Da "Il Mattino" del 1986, di Francamaria Trapani
Giampiero Campanelli, Pietro Di Biasi, classi 1960 e '61, napoletani, medici. Non basta. Laureati a Napoli (proff. Giordano Lanza e Giovanni Ferrante) con il massimo e lode, hanno voluto andarsene subito, alla ventura (non è un modo di dire), sicuri che, comunque, con la grinta e gli studi così ben fatti, dovunque e in ogni modo ce l'avrebbero spuntata. «Se fosse stato possibile, gradivo una città di mare. Avevo solo detto a Lanza: professore, mi aiuti ad andare via», racconta Campanelli. «Con in tasca una presentazione per il prof. Pietri, ordinario di Semeiotica chirurgica a Trieste, arrivo in un giorno di settembre. Il mare c'era, ma proprio in quell'anno Pietri coronava un suo sogno, la cattedra a Milano. Mi aveva appena conosciuto, tanto da potermi dire: "Tu sei bravo. Vieni con me". Milano dunque, grigia, difficile. Non avevo scelta. Era il 25 ottobre del 1985. Milano silenziosa, tranquilla per me che venivo da Napoli, estranea, incoraggiante. Trovai un ragazzo d'oro, milanese, che mi offrì di dividere casa e affitto con lui, vicino a Sant'Ambrogio. Il primo atto fu entrare nella basilica per... ingraziarmi il patrono della città che mi accoglieva... ».
Pietri era già arrivato, la clinica era ancora tutta da impiantare. Il professore gli aveva detto: «Guarda che non guadagnerai niente». «Per non pesare molto su mamma e papà, che mi avevano incoraggiato all'esodo, in quel periodo ho fatto di tutto, perfino ricerche di mercato. Telefonavo e chiedevo: "Cosa ne pensa di Pippo Baudo?", per esempio. Finché non arrivarono le prime borse di studio». Da quel momento il nostro ha bruciato in breve tempo molte tappe: stage a Parigi, Svizzera, Principato di Monaco: si specializza in flebologia e poi in chirurgia epato-biliare. Vince anche il posto di assistente all'Università, V Clinica chirurgica; apre uno studio presso un centro medico-estetico; diventa collaboratore di importanti riviste scientifiche (ha 40 pubblicazioni), conosce Marina Lodi, piemontese, «la donna della mia vita», afferma. All'ospedale «Luigi Sacco», dove lavora, chi ti incontra. Pietro Di Biasi, compagno di studi a Napoli.

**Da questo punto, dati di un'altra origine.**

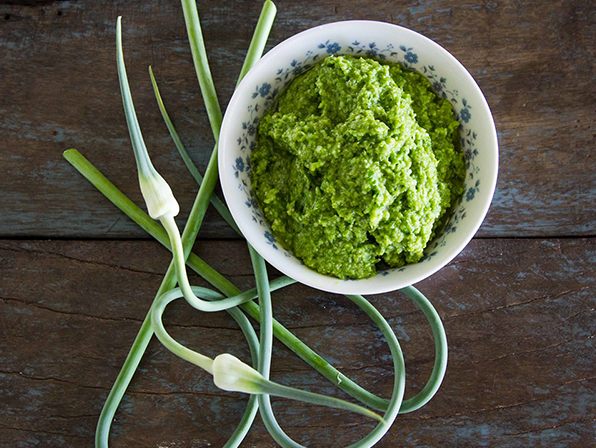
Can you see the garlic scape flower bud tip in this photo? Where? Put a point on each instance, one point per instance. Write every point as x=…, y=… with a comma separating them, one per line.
x=156, y=191
x=231, y=374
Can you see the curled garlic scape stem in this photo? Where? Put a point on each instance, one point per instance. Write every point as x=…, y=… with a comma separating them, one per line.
x=229, y=373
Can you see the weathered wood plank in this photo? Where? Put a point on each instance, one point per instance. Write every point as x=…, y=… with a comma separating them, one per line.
x=519, y=316
x=59, y=89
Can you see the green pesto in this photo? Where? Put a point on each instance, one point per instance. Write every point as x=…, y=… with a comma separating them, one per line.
x=357, y=163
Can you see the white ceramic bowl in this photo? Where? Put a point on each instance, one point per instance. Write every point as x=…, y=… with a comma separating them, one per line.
x=379, y=40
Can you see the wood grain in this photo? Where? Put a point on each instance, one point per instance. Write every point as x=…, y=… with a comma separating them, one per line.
x=534, y=62
x=519, y=315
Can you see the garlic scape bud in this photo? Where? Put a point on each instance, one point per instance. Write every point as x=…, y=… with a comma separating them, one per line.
x=156, y=192
x=231, y=374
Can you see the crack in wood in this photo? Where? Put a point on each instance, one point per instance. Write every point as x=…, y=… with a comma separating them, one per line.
x=511, y=305
x=111, y=319
x=508, y=355
x=79, y=260
x=557, y=425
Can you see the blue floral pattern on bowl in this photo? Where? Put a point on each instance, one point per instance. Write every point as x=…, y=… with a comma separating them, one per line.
x=264, y=94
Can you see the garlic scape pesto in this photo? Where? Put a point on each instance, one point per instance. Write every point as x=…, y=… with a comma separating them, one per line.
x=357, y=163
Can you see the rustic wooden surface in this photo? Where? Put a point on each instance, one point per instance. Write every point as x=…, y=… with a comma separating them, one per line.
x=518, y=304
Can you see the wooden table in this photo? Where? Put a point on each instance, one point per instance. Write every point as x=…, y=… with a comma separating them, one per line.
x=77, y=277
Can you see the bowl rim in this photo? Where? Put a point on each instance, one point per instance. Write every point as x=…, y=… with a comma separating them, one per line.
x=336, y=285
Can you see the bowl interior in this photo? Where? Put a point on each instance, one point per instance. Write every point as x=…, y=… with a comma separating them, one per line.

«Sapevo che a Milano il prof. Carmine Santoli dirigeva la Divisione di cardiochirurgia del "Sacco"», racconta Di Biasi. «Che fai a Napoli?» gli dice, incontrandolo. «Vieni su». «Avevo 23 anni. Vinco il concorso per assistente di cardiochirurgia e divento l'assistente più giovane d'Italia». Veniva dal «Garibaldi» e dalla «Nunziatella». L'impatto con Milano era stato «strano». «Mi mancava il mio traffico, i miei rumori, piazza Carlo III». In questo silenzio anomalo per lui, riesce a farsi strada superbamente, vince il premio «Donatelli-De Gasperis» per il miglior lavoro in cardiochirurgia. Diventa anche delegato della Società Polispecialistica Italiana di Giovani chirurghi, raggiunge in brevissimo tempo quote impensabili per uno della sua età.

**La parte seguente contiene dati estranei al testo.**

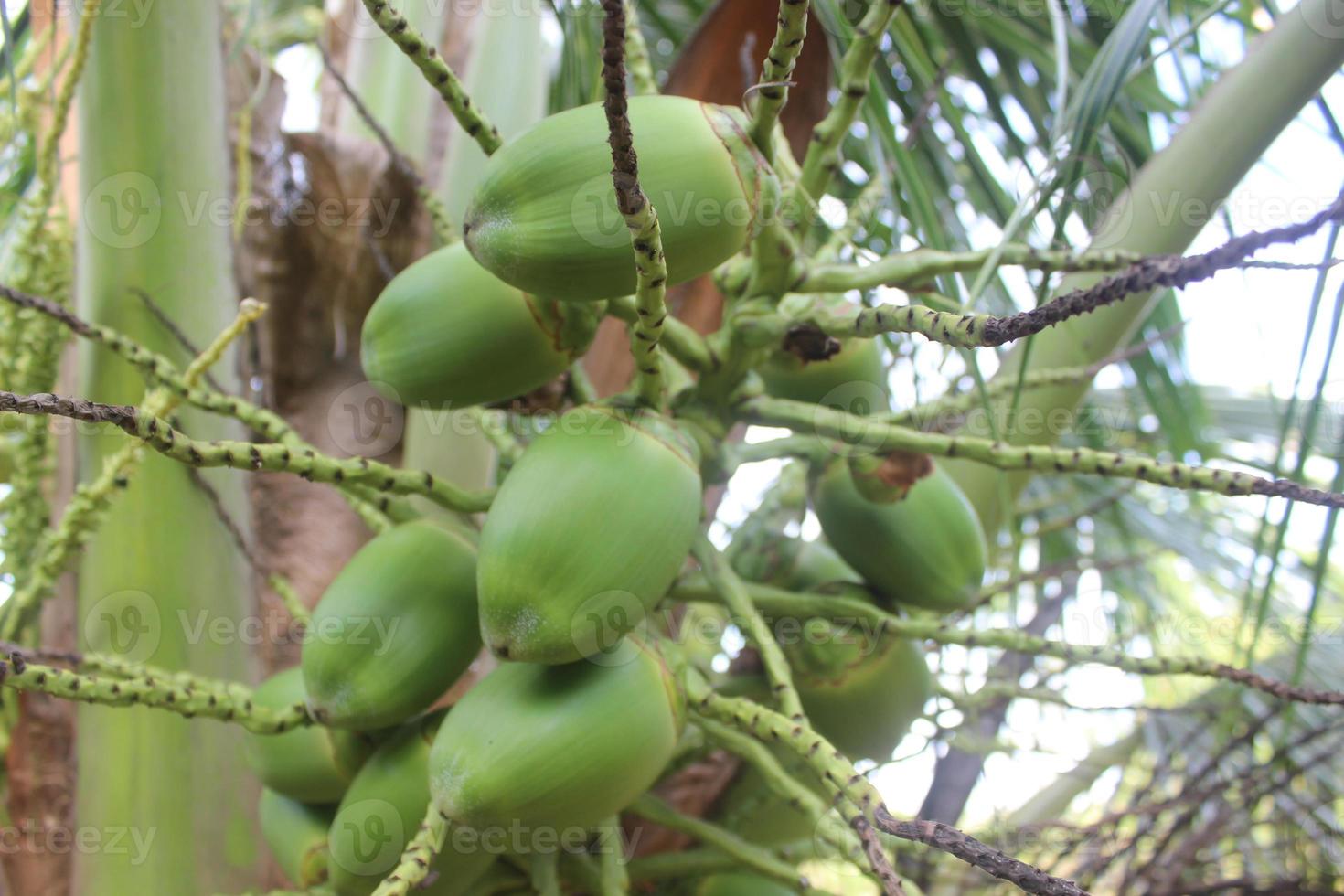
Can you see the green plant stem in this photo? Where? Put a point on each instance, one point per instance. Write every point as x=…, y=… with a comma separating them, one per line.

Come vivono il ricordo di Napoli questi «cervelli» fuggiti dalla città d'origine? Quasi all'unisono rispondono: «Abbiamo un certo senso di colpa, perché abbiamo contribuito al depauperamento di intelligenze della città che ci ha visti nascere. Siamo però in tanti professionisti, quassù. Il tribunale, il lunedì mattina, parla napoletano, della partita della domenica, s'intende». Nostalgia di mamma e papà, il pediatra Augusto e la signora Maria Rosaria Visconti per Campanelli, l'avvocato Rocco e la meravigliosa mamma Iole Speranza per Di Biasi. «Una certa malinconia se penso al mare, se cala la nebbia», dice Campanelli. «Però con Napoli prima avevo un pessimo rapporto, per via dell'invivibilità. Ora c'è la Napoli che esiste solo nei miei sogni». E Di Biasi: «I nostri pazienti vengono in gran parte dal Sud e da Napoli molti. Mettere a posto un cuore napoletano a Milano è gioia doppia».